前将軍の死から二週間と経たぬこの日、頼朝の子、源頼家が亡き父に代わり源氏一党の家督を継いだ。若干十八歳の二代目鎌倉殿であった。


(……なんとも気丈なことじゃ。あれほど子煩悩であった御父上が御隠れになり、涙を流す暇も与えられぬうちに高座に担ぎ上げられ、それでもあのように毅然とされておられる。御内心はさぞ御父上の死を嘆き悲しんでおられるだろうに)

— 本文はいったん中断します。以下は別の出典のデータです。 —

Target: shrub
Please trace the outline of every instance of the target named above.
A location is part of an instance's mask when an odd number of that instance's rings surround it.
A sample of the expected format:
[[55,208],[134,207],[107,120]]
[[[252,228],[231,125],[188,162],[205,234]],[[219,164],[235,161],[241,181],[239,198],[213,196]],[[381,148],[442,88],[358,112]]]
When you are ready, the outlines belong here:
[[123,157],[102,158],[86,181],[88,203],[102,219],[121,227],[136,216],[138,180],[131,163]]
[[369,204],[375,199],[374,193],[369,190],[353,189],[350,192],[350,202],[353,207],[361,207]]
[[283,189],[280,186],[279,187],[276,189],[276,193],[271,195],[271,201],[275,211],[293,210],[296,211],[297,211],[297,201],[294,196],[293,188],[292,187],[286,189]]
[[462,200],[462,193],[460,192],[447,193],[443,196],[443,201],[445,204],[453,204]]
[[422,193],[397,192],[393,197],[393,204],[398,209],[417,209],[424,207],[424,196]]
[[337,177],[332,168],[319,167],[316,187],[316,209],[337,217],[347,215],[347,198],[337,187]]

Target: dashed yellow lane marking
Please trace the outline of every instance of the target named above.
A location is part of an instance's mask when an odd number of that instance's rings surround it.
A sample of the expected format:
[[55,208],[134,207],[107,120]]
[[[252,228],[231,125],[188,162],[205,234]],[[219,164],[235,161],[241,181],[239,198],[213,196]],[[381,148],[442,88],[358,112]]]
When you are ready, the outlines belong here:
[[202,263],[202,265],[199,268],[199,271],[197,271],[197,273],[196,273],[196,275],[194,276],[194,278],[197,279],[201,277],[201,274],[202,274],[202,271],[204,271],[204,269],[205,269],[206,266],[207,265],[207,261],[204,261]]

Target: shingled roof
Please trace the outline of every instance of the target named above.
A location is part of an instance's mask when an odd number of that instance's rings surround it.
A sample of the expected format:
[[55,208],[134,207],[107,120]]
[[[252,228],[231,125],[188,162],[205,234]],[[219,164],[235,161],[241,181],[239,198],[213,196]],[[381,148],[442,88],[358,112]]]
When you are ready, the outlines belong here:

 首を垂れ広元の話に耳を傾けながらも、正面に座する義家の晴れの姿に彼の乳母父であり、舅でもあり、赤子の頃から見守っていた比企能員が目頭を熱くする。

(それにしても……)

 能員がちらりと一同居並ぶうちの一角を盗み見た。

 そこには、亡き頼朝の舅であり、頼家の祖父でもある北条時政、弟の義時をはじめ、北条家の一門が揃っていた。皆一様に澄まし顔で平伏し、訓示を拝聴しているように見受けるが、時折顔を上げてはちらちらと方々に視線を向けている。他の家臣達の顔色を読んでいるように見える。

(北条奴、次は一体何を企んでおるのだ?)

 頼朝の急逝には不穏な噂が聞こえていた。その中には、北条家一門が関わっているというものもあった。

 ふと顔を上げた時政と目が合う。

(噂の真偽はどうあれ、北条よ。我が義理の息子であり我が主君の忘れ形見、そして今日より我らが新たな主君となる義家様に不遜を働くような真似は許さぬぞ!)

 ぎり、と威迫を込めて睨み返した。


 その無言の火花飛び交う応酬を、広元の傍らにいた侍所別当であり幕府宿老梶原景時が、懸念の表情を浮かべ見つめていた。